Hard to say for sure. My guess is it would cause more issues than it would solve. I think you'd get more presence and kick with a good amp and/or a second sub.


----------



## tesseract (Aug 9, 2010)

Image specificity would be blurred by driver lobing (drivers interfering with each other causing peaks and nulls). The B&W 601 would be particularly prone to this due to the shallow first order crossovers, the overlap would be even greater than usual.

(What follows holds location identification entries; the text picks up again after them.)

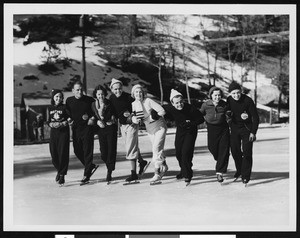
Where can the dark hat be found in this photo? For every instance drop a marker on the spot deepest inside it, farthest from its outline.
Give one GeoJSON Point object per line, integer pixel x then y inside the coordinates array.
{"type": "Point", "coordinates": [233, 86]}
{"type": "Point", "coordinates": [212, 89]}
{"type": "Point", "coordinates": [55, 91]}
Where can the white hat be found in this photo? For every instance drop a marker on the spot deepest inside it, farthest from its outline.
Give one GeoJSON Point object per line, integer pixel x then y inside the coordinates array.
{"type": "Point", "coordinates": [174, 93]}
{"type": "Point", "coordinates": [134, 88]}
{"type": "Point", "coordinates": [114, 81]}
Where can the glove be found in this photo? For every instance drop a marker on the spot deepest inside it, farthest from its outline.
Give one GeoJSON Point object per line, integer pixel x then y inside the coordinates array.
{"type": "Point", "coordinates": [252, 137]}
{"type": "Point", "coordinates": [154, 115]}
{"type": "Point", "coordinates": [135, 120]}
{"type": "Point", "coordinates": [91, 121]}
{"type": "Point", "coordinates": [100, 124]}
{"type": "Point", "coordinates": [186, 124]}
{"type": "Point", "coordinates": [55, 124]}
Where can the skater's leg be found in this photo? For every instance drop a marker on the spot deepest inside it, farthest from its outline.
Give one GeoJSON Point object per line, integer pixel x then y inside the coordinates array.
{"type": "Point", "coordinates": [247, 147]}
{"type": "Point", "coordinates": [188, 152]}
{"type": "Point", "coordinates": [77, 146]}
{"type": "Point", "coordinates": [223, 152]}
{"type": "Point", "coordinates": [88, 149]}
{"type": "Point", "coordinates": [235, 145]}
{"type": "Point", "coordinates": [64, 151]}
{"type": "Point", "coordinates": [112, 138]}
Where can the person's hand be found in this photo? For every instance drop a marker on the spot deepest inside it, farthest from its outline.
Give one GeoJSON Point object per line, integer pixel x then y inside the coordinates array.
{"type": "Point", "coordinates": [70, 122]}
{"type": "Point", "coordinates": [55, 124]}
{"type": "Point", "coordinates": [91, 121]}
{"type": "Point", "coordinates": [100, 124]}
{"type": "Point", "coordinates": [244, 116]}
{"type": "Point", "coordinates": [135, 120]}
{"type": "Point", "coordinates": [126, 114]}
{"type": "Point", "coordinates": [154, 115]}
{"type": "Point", "coordinates": [252, 137]}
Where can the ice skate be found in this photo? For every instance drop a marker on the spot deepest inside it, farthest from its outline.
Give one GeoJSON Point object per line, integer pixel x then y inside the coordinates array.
{"type": "Point", "coordinates": [156, 179]}
{"type": "Point", "coordinates": [94, 170]}
{"type": "Point", "coordinates": [143, 167]}
{"type": "Point", "coordinates": [245, 182]}
{"type": "Point", "coordinates": [85, 180]}
{"type": "Point", "coordinates": [220, 178]}
{"type": "Point", "coordinates": [187, 181]}
{"type": "Point", "coordinates": [108, 178]}
{"type": "Point", "coordinates": [132, 179]}
{"type": "Point", "coordinates": [61, 180]}
{"type": "Point", "coordinates": [57, 177]}
{"type": "Point", "coordinates": [163, 169]}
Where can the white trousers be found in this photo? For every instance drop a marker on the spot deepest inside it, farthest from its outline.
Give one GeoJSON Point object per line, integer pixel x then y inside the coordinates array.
{"type": "Point", "coordinates": [130, 136]}
{"type": "Point", "coordinates": [158, 142]}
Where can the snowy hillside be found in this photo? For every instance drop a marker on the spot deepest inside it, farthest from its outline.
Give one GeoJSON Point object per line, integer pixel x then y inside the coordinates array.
{"type": "Point", "coordinates": [28, 58]}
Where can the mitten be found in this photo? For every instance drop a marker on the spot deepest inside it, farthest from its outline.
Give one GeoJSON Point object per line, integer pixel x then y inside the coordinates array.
{"type": "Point", "coordinates": [154, 115]}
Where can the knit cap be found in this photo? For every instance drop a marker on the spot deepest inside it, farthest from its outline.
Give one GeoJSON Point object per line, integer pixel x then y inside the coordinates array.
{"type": "Point", "coordinates": [233, 86]}
{"type": "Point", "coordinates": [174, 93]}
{"type": "Point", "coordinates": [134, 88]}
{"type": "Point", "coordinates": [114, 81]}
{"type": "Point", "coordinates": [55, 91]}
{"type": "Point", "coordinates": [214, 88]}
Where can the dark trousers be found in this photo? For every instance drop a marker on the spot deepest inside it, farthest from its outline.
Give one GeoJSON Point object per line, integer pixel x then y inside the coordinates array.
{"type": "Point", "coordinates": [59, 146]}
{"type": "Point", "coordinates": [241, 149]}
{"type": "Point", "coordinates": [83, 144]}
{"type": "Point", "coordinates": [184, 146]}
{"type": "Point", "coordinates": [218, 144]}
{"type": "Point", "coordinates": [108, 138]}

This used to be popular back in the day, stacking Advent Large. You could (I wouldn't) try it just for fun, inverting the top speaker to get the tweeters closer so that they work in unison rather that in opposition (the shorter the wavelength, the closer drivers must be to negate lobing). Only do this with an amp that is capable of a 1 ohm load, though. I've owned B&W 601 and 602, those speakers are a DEMANDING load on an amp. Double these up and you could be subjecting your amp to a death sentence. That Denon won't cut it.

As you can see, it would probably be an exercise in futility for a few good reasons. I'd find another use for the second pair.


----------



## phillihp23 (Mar 14, 2012)

Perhaps use the extra pair as sides?


----------



## AudiocRaver (Jun 6, 2012)

It has already been said very clearly, but I had to chime in. Stacking another pair of front mains is likely to hurt far more than it helps. And you are starting out with a pretty nice pair of speakers, it would be a shame to compromise their performance.


----------



## designosaur (Mar 2, 2013)

Thanks for the great replies to my question. I loved the sound of the b&ws from the first time I heard them. No complaints on the sound quality. When I get some time and a few bucks put aside I'm hoping to build a pair of subs that add some weighty bottom end to compliment my mains. ( I'm running a battered bruised and borrowed JBL right now.). 


. I have a very large and open great room arrangement open to the kitchen, upstairs loft and kitchen. Its also very bright reflective and echo'y to my ears. Would the an audessy equipped receiver do any good here?


----------



## tesseract (Aug 9, 2010)

designosaur said:


> I have a very large and open great room arrangement open to the kitchen, upstairs loft and kitchen. Its also very bright reflective and echo'y to my ears. Would the an audessy equipped receiver do any good here?


It wouldn't hurt. Perhaps some absorption and/or diffusion treatments would help, too.


----------